Victor La Perre de Roo La poste par pigeons voyageurs pendant le siège de Paris… (1872)

Tout à coup les deux Pigeons battent de l'aile et bondissent d'un trait à 100 mètres de haut. Là ils planent et s'orientent ; ils se tournent vivement vers tous les points de l'horizon; leur bec oscille comme l'aiguille d'une boussole cherchant un pôle mystérieux. Les voilà bientôt qui ont reconnu leur route; ils filent comme des flèches. en droite ligne dans la direction de Paris !
Source : Gallica

Victor La Perre de Roo La poste par pigeons voyageurs pendant le siège de Paris… (1872)

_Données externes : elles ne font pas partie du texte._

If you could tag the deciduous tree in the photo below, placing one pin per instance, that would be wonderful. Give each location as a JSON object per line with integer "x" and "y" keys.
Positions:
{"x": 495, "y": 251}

La quatrième fois, le 18 décembre, il fit son entrée triomphale dans son colombier avec la dépêche officielle portant le n° 36, attachée à une plume de la queue; mais, hélas ! il avait été atteint par une balle prussienne qui l'avait grièvement blessé.
Voilà donc un seul Pigeon qui rentra à Paris quatre fois pendant l'hiver avec des dépêches pour les assiégés, et il y rentra une cinquième fois, au mois de février, après sa guérison, lorsqu'on lâcha aux Ormes les vingt-quatre Pigeons qui restaient encore après la capitulation de Paris et dont les services n'étaient plus réclamés.
Source : Gallica

Victor La Perre de Roo La poste par pigeons voyageurs pendant le siège de Paris… (1872)

Cela n'empêche pas que ces deux illustres nullités ont été décorées de la Légion d'honneur par M. Gambetta, pour services distingués dans les postes les plus avancés et les plus périlleux; tandis que les pauvres diables, les hommes spéciaux qui s'étaient constamment avancés, au risque de leur vie, jusqu'aux lignes prussiennes, pendant que leurs chefs jouaient au billard et fumaient des cigares, comme dit M. Gaston Tissandier dans son charmant ouvrage En ballon pendant le siège, ont été mis à la porte avec tous les honneurs dus à leur modeste rang.